One of the two other women she'd brought nodded in vigorous agreement. "No salt. No nothing." She waved dismissively. "Pap."

They had just given the waiter their orders when another man approached the table. He was BJ's age, early sixties. Pleasant face, deep tan, really terrible toupee.

"Oh, good. You came," Fred said. "Everybody, this is Arnold Lieberman."

"You belong to the temple?" Molly Gerber asked.

"No. Unaffiliated." Arnold sat down next to Fred.

"Gay?" BJ had never been one to mince words.

"Straight," Arnold growled.

She thought, lose the rug and he's not bad for an old geezer.

Arnold was probably thinking, what a bitch. It was not an auspicious beginning.

Iris's husband, Sheldon Meyerhoff, hadn't died immediately. BJ believed it would have been better if he had. After collapsing onto the plushly carpeted floor of the restaurant where he was lunching with thirty-something Dee Dee Adams, Sheldon had responded to CPR administered by the bartender, and spent a week in cardiac care before succumbing to a second massive heart attack. During that week, he had apologized to Iris repeatedly, in a pathetic thin voice that had no doubt won her heart. At the funeral, Iris's daughter, Diane, and Diane's husband, Wes, walked on either side of Iris to hold her up. In BJ's view, Iris displayed a grief Sheldon didn't deserve.

Despite the standard admonition to do nothing the first year, Iris had put her house up for sale almost at once. Both Diane and BJ tried to talk her out of it. "What's the hurry? Why not wait? You don't need the cash." Sheldon, who at various times had been a salesman of everything from automobiles to vinyl siding, had never been well-off, but he had provided handsomely for his widow. During a brief stint with a life-insurance company, he had been his own best customer. Iris would not have to work another day in her life.

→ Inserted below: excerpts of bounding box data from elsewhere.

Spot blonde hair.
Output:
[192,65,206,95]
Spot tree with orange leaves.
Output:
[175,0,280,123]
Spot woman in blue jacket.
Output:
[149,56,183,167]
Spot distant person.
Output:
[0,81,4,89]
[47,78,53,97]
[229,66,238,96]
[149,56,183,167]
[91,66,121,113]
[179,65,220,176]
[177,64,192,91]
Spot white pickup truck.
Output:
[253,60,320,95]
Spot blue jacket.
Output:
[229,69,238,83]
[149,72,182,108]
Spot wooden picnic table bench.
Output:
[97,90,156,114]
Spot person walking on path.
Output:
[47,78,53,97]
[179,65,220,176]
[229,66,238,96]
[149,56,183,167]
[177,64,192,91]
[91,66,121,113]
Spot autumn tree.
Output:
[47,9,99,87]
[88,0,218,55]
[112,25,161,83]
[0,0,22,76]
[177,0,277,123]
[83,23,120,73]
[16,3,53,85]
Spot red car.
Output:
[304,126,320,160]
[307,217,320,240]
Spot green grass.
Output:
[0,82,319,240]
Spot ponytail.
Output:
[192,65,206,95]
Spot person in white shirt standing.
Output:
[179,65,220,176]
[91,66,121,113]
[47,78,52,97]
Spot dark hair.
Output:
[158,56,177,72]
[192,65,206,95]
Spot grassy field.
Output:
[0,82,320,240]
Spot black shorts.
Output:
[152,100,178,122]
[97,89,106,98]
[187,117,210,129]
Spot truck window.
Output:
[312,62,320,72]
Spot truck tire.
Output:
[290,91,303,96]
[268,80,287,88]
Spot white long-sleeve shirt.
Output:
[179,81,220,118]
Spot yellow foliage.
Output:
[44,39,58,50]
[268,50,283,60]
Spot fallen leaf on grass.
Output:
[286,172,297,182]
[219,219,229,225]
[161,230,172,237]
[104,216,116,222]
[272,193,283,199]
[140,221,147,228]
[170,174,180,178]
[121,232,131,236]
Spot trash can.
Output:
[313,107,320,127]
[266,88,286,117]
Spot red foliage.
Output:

"It's not just about the money," Iris said. "I can barely live in this house another minute, never mind another year."

"Okay, but I want to be clear on this," BJ said. "Are you moving because of what the neighbors might be thinking? Or because you don't want to spend any more time than you have to where that stinking, womanizing piece of slime sometimes slept?"

Iris averted her eyes and said nothing, unable even now to acknowledge the fitness of BJ's candid descriptions.